Oggigiorno, vivaddio, abbiamo compreso che la paternità e la maternità non sono solo dai dati biologici ma anche sociali, culturali, affettivi, etici e spirituali. La maternità e la paternità sono dati umani “a tutto tondo”, afferiscono alla nostra carne, alla nostra identità di uomini e di donne appartenenti alla specie umana. In fondo abbiamo capito che generare è diverso dal procreare, è un’esperienza più ricca, più complessa e più radicale. Alda Merini, in una sua poesia, ricordava che si genera infinite volte, si genera ogni giorno che si vive insieme al proprio figlio. Generare non è un evento ma un processo, non è qualcosa che si esaurisce nello spazio di un orgasmo, ma è un cammino che avviene nel tempo, con una gestazione infinita che inizia nel giorno della nascita e si protrae negli anni.
Come spesso accade, il rischio è di passare da un estremo all’altro, negando ciò che di buono e di vero esisteva in quella visione tradizionale che oggi riteniamo superata. Sono notizie fresche di cronaca quelle che riportano come numerosi uffici di stato civile, in varie città italiane, abbiano riconosciuto la genitorialità giuridica a due uomini o due donne, sicché oggi in Italia ci sono bambini che, anche per la legge, hanno due mamme o due papà.
Sono evidenti alcune delle ragioni che hanno mosso gli amministratori a procedere in tale direzione: la presenza di due adulti capaci di esercitare la patria potestà è certamente un fattore di maggiore tutela per il minore.

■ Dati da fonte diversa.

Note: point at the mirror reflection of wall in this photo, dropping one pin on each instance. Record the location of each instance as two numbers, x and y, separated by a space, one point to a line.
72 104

E tuttavia ho come l’impressione che le cose non siano così semplici come possono apparire a prima vista, né così neutre ed innocue.

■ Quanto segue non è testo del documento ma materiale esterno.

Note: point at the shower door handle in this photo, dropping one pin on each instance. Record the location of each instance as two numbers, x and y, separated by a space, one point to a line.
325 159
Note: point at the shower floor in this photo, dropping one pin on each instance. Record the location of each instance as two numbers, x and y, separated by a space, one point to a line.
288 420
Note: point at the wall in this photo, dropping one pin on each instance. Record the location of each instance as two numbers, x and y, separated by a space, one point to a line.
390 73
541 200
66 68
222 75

Da genitore adottivo so che essere papà e mamma non è un fatto necessariamente legato ai geni: ci sono casi in cui questa genitorialità biologica, per diverse ragioni, viene affiancata o addirittura sostituita da una genitorialità adottiva, affettiva e spirituale. Questa genitorialità “surrogata” non è un genitorialità di serie B: sei padre e madre di quel figlio fino in fondo e patisci, sulla tua carne, le gioie ed i dolori dell’essere mamma e papà. Allo stesso tempo, so benissimo che quel dato biologico non è qualcosa che posso ignorare o trascurare: i cromosomi ceduti nel momento della fecondazione restano come un dato con cui ogni figlio e ogni genitore dovranno sempre convivere e con i quali fare i conti. Sia che si tratti di figli nati dalla pancia che di figli nati dal cuore. Possedere certi tratti somatici, certe caratteristiche fisiche, avere i capelli rossi della nonna e le orecchie a sventola del nonno, il naso aquilino della zia o i le lentiggini della mamma non sono qualcosa che può essere semplicemente dimenticato o rimosso. Non sono dettagli superficiali o banali: noi siamo il nostro corpo e questo nostro corpo è segnato da quella qualità che i geni sanno imprimere.

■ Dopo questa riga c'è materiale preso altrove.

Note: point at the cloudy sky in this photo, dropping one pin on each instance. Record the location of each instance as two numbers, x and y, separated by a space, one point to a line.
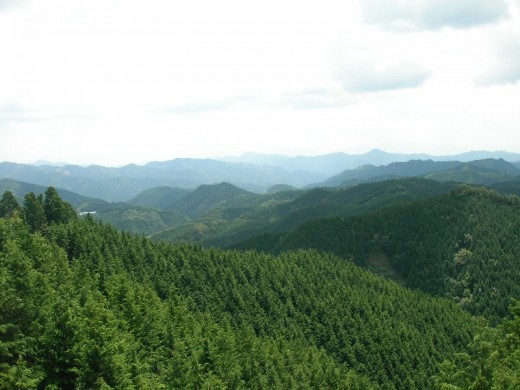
119 81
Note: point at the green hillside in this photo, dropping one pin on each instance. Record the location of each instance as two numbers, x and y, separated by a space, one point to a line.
159 197
286 210
463 245
207 198
135 219
483 172
85 306
486 173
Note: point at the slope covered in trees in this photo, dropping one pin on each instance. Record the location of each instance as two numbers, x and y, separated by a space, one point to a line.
85 306
286 210
464 245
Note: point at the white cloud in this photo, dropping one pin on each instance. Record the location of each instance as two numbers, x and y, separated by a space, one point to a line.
504 67
158 80
367 76
405 15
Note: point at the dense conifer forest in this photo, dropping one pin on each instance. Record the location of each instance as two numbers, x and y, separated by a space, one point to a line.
85 306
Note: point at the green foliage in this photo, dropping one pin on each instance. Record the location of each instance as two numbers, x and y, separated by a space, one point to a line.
463 245
56 210
33 212
492 362
8 205
284 211
84 306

Ho l’impressione che oggi si tenda a sottovalutare questo debito originario che abbiamo verso la carne, a sminuire l’idea che la nostra corporeità ci identifica, ci connota, appartiene non solo al modo in cui appariamo ma, molto di più, alla nostra identità profonda, alla maniera in cui ci percepiamo e al senso profondo della nostra personalità. Nutro il sospetto che un certificato di stato civile non sia in grado di dare ragione di questo nostro legame atavico con il corpo che ci ha generato, con la carne che ci ha messo al mondo, con la tradizione familiare nella quale abbiamo visto la luce. Ciascuno di noi vive un debito radicale verso l’Origine che ci ha generato, la cui presenza accompagna i nostri giorni dal momento in cui iniziamo ad abitare questa terra fino all’attimo in cui la abbandoneremo. E forse oltre.